Governance Assessment
- Strengths: Independent status; Audit/Finance Committee membership; audit financial expert designation; strong attendance norms; robust executive-session practice; no related-party transactions reported in FY2025; anti-hedging/pledging policy; clear director ownership guidelines and compliance window.
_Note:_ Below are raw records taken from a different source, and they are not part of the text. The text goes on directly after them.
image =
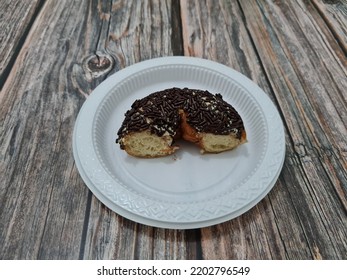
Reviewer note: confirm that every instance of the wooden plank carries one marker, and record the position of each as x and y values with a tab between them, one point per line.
334	14
133	31
300	68
16	17
43	199
228	33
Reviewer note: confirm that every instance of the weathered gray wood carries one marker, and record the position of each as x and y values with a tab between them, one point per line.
309	83
132	32
16	17
223	32
291	49
43	199
334	14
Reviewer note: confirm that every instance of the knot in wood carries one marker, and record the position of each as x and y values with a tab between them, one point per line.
99	64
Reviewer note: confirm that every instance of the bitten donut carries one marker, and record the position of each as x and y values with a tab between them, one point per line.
154	122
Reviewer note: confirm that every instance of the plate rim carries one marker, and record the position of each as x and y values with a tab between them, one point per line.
100	92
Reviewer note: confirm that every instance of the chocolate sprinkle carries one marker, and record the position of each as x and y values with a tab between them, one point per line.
159	112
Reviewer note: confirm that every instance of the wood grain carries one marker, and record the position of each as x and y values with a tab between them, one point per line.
297	66
136	31
334	14
43	199
294	50
16	18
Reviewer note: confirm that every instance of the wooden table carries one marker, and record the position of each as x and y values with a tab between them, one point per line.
54	53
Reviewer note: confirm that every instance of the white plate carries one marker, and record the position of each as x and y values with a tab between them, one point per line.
185	190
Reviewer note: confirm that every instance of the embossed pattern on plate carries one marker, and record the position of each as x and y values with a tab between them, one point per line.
186	190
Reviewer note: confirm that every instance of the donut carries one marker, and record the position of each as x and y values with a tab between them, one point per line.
154	123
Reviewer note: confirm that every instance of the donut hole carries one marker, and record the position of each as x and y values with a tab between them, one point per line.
146	144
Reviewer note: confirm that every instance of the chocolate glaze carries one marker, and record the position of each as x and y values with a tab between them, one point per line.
159	112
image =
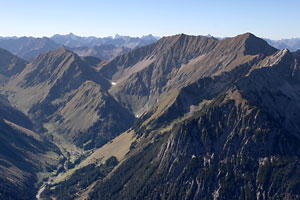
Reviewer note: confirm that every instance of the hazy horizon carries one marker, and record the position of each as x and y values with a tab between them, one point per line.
266	19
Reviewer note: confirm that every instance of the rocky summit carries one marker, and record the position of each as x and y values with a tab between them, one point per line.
184	117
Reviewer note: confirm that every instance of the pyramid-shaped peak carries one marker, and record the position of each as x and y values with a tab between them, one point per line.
251	44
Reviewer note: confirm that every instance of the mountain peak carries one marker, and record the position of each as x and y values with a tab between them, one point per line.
251	45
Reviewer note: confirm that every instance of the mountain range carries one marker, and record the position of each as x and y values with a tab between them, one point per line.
29	48
184	117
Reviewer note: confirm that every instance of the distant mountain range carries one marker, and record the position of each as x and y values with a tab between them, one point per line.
184	117
29	48
291	44
105	48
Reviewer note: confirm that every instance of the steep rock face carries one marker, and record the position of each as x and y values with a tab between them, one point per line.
61	88
243	143
145	74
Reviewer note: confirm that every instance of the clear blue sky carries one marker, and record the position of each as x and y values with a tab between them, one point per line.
273	19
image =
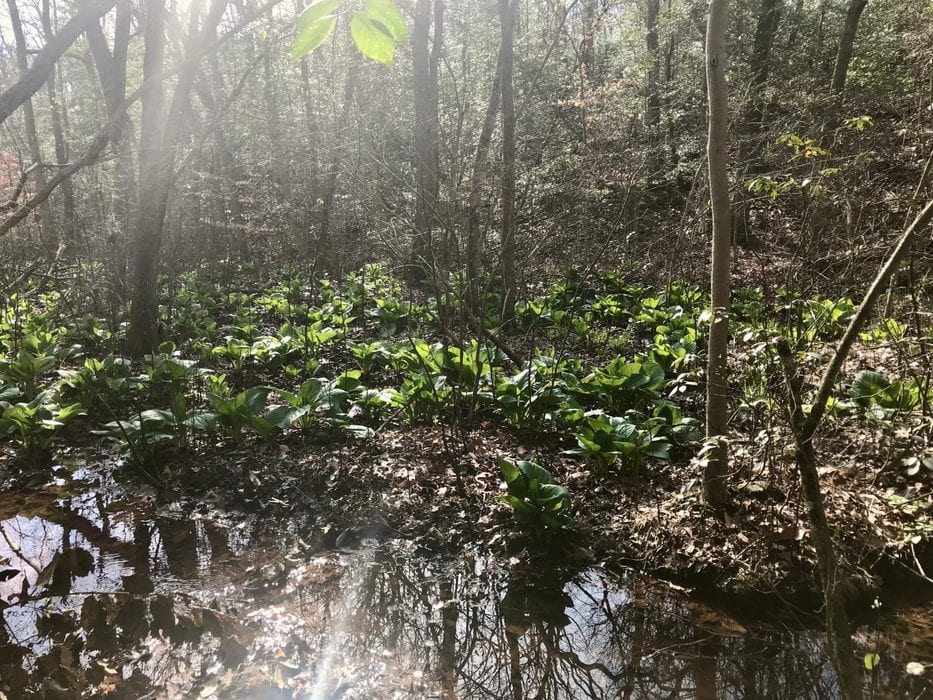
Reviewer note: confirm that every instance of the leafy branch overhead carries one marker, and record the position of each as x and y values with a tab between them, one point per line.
376	29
These factors support board effectiveness and investor confidence.
- Watch items: 2024 Say-on-Pay support was ~45% of votes cast, reflecting shareholder scrutiny of executive pay design (not director-specific) and raising overall governance expectations; HR Committee implemented program changes (relative TSR modifier; 3-year cumulative goals; retention of FCF in AIP) to address feedback.
Overall signal: Manny Chirico’s financial expertise and audit committee role, combined with independence and policies limiting conflicts (no related-party transactions; hedging/pledging ban), are positive governance indicators; broader shareholder pay concerns were addressed through program redesign, but remain relevant to oversight culture.